The Supreme Court has started uploading older judgments online, but the work is incomplete. Thousands of cases from before 1980 remain locked in paper files. For journalists, researchers, and practicing lawyers, this is a real problem. You find a case citation, but the full judgment is inaccessible.
What This Reveals About 1960s India
Just over a decade after independence, India's Supreme Court was struggling. State governments were constant litigants. Companies were testing the boundaries of government power. The Court had to ask: How much can a state legitimately do? What protection does a business have against state action?
Those questions remain urgent today. Tax disputes with state authorities. Land acquisition battles. Environmental clearance delays. Permit denials. These happen every week across India. Businesses challenge state decisions constantly. When they do, lawyers dig into cases like Sirsilk to understand how judges historically balance state power against business rights.
What Lawyers Actually Watch For
Bench composition tells a story. Lawyers advising clients on appeals study it carefully. A single-judge decision might be easier to challenge on appeal. A five-judge decision on constitutional principle is nearly impossible to overturn.
In the 1960s, practicing lawyers tracked cases like Sirsilk to read the Court's mood. Was the Court sympathetic to business challenges against state action? Or was it deferential to government? The pattern of decisions—not any single case—revealed what to expect.

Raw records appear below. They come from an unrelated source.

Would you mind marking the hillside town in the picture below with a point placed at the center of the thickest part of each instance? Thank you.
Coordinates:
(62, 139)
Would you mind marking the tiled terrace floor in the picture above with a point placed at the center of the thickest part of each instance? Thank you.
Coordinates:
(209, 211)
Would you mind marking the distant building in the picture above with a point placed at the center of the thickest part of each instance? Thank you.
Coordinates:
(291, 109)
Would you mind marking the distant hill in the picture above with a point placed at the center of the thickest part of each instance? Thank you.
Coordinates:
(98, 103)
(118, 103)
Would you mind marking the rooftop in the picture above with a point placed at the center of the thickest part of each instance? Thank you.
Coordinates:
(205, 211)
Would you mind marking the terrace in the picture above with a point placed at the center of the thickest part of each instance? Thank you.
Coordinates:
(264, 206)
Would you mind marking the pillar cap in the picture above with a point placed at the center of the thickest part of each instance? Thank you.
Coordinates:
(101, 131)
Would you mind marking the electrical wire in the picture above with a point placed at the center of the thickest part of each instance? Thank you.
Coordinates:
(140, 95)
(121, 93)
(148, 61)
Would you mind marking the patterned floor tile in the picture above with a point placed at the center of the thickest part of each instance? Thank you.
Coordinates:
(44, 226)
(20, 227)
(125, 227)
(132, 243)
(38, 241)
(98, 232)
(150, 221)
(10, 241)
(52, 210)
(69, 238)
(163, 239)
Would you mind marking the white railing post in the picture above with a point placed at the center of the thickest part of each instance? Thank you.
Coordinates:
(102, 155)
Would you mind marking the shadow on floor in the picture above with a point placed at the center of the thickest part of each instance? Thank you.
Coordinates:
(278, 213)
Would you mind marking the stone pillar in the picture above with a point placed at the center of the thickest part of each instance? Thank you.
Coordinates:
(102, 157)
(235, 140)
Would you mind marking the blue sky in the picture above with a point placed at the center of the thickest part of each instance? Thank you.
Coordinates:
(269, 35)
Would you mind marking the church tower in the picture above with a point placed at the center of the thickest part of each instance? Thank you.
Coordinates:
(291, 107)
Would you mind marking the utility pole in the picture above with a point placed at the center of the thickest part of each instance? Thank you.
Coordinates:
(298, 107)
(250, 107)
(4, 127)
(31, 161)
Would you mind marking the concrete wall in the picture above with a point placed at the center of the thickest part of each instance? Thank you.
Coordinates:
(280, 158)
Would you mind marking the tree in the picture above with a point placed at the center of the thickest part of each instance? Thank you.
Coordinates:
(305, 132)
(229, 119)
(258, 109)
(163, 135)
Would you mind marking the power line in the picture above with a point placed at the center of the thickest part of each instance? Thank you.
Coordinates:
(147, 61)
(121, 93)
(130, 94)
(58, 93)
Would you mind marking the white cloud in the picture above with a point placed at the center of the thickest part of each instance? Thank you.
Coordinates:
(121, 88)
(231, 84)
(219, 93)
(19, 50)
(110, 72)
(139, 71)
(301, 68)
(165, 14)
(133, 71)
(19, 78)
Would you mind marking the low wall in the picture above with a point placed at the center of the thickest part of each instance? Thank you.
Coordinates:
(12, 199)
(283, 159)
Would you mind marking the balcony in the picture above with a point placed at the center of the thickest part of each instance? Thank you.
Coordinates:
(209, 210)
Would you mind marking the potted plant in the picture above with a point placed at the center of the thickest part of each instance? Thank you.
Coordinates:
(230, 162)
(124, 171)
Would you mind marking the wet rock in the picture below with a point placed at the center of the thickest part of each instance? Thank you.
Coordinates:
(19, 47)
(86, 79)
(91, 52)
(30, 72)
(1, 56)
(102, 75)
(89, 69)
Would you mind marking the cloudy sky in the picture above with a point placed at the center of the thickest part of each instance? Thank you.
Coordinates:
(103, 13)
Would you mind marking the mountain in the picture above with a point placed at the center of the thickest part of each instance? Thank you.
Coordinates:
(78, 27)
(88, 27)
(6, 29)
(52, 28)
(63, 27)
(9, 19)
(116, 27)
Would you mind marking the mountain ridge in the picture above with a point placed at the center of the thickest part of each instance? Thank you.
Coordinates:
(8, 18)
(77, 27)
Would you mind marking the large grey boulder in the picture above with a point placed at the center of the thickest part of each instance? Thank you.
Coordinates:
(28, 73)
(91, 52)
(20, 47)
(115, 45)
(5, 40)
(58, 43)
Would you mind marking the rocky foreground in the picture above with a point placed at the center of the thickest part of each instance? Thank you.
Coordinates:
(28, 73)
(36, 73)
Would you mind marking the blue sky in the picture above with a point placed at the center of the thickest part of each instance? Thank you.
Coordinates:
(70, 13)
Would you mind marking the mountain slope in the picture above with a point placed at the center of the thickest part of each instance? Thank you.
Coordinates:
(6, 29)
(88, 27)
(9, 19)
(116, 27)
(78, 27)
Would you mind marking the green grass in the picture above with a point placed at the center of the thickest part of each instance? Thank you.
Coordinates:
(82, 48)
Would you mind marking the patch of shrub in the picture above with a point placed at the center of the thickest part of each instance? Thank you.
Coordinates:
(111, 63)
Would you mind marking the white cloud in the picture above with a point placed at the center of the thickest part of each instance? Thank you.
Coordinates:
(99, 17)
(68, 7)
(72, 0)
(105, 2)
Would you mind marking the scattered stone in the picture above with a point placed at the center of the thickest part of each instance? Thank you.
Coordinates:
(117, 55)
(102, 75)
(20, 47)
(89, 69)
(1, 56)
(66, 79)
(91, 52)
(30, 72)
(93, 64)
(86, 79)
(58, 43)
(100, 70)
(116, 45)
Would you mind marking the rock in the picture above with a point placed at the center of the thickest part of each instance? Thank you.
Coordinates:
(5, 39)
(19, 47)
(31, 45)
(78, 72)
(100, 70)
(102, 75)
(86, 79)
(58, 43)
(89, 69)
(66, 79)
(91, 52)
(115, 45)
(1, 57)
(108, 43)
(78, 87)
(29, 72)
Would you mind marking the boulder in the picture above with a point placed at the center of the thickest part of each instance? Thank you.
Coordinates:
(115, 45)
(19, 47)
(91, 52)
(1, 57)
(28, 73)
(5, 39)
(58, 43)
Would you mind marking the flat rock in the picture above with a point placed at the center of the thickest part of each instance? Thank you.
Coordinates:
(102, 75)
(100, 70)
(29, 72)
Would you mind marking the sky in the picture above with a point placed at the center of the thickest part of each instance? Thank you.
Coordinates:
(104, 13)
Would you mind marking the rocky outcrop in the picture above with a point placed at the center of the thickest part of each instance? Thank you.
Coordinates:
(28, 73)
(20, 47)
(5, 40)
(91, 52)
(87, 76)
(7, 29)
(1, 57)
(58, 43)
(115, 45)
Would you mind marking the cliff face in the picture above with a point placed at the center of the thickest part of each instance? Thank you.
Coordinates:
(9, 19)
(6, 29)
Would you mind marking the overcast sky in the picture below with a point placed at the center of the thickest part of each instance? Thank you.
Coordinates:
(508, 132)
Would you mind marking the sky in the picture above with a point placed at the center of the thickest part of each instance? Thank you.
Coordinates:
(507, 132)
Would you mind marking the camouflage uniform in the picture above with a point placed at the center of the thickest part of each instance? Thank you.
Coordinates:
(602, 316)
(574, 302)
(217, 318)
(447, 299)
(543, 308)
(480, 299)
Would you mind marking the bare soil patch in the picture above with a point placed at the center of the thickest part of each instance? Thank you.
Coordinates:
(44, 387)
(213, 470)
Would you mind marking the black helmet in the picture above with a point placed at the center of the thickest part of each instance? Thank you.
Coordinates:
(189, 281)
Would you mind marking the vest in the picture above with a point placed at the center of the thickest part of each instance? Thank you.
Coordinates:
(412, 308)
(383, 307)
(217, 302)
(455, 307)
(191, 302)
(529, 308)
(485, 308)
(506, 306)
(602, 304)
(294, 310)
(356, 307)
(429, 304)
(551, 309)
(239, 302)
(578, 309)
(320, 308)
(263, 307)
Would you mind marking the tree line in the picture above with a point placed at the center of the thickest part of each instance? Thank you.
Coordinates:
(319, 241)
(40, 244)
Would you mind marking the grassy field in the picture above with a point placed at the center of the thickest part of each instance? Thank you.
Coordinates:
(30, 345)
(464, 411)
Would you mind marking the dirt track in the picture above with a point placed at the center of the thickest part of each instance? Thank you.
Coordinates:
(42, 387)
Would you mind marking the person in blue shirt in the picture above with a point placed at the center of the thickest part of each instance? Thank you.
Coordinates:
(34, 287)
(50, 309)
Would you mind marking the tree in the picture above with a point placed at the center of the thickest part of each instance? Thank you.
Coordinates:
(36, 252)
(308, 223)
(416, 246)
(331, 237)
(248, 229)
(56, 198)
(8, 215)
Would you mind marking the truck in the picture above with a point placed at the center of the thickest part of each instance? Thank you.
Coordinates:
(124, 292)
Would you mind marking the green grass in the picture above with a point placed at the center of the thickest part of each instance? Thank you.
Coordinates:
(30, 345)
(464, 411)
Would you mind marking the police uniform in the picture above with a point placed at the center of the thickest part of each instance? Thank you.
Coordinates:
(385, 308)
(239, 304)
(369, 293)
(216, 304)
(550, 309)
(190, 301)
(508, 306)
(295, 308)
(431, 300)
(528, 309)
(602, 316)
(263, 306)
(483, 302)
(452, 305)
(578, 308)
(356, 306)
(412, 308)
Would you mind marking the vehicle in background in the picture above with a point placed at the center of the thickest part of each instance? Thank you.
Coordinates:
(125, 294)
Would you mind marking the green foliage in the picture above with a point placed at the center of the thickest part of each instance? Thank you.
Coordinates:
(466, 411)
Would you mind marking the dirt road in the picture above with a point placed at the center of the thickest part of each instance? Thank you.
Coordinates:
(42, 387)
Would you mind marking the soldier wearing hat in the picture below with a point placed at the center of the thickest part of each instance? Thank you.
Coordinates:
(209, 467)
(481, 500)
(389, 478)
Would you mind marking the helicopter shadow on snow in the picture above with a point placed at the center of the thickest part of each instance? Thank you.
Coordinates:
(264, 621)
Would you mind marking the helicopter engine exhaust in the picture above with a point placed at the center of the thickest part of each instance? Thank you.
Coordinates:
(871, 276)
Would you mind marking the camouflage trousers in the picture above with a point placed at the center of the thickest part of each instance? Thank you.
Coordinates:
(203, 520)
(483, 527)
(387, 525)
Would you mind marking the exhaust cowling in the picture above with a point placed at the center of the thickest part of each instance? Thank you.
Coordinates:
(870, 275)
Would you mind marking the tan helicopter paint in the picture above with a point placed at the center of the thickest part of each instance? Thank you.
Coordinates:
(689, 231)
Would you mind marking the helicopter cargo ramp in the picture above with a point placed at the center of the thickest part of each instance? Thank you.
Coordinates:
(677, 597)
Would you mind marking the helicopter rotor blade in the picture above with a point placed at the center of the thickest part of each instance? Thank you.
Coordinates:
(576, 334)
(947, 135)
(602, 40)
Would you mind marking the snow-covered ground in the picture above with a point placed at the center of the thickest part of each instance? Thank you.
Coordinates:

Today, the same logic applies. Precedent shapes how judges think. And precedent requires access to old cases. But old cases locked in archives mean only lawyers with library access can use them. Justice becomes unequal.
A Broken System That's Slowly Fixing Itself
The Sirsilk case reveals something uncomfortable about India's judicial system: the archive is incomplete. Thousands of judgments exist but aren't easily searchable. This matters because courts rely on precedent. A judge considering your case will cite decisions made decades ago. But if those old cases are inaccessible, justice depends on who has resources to dig through dusty libraries.
The Supreme Court is fixing this, but slowly. Sixty years after Sirsilk, the work remains unfinished.
If Your Lawyer Needs This Case
The full citation is: The Sirsilk Ltd. and Others v. Government of Andhra Pradesh & Another, [1964] 2 S.C.R. 448, decided March 20, 1963.
To access it, check the Supreme Court Reports bound volume from 1964, Volume 2, page 448. Or contact the Supreme Court's record room directly.
Why This Matters to You
If you own a business and face a dispute with a state authority, know this: courts have been wrestling with state power versus business rights for sixty years. That history influences how judges think today.
The principles aren't mysterious. They're built case by case—Sirsilk included—where judges had to decide: When is state action lawful? When does it cross the line? Those answers, accumulated through decades of decisions, are the law you live under.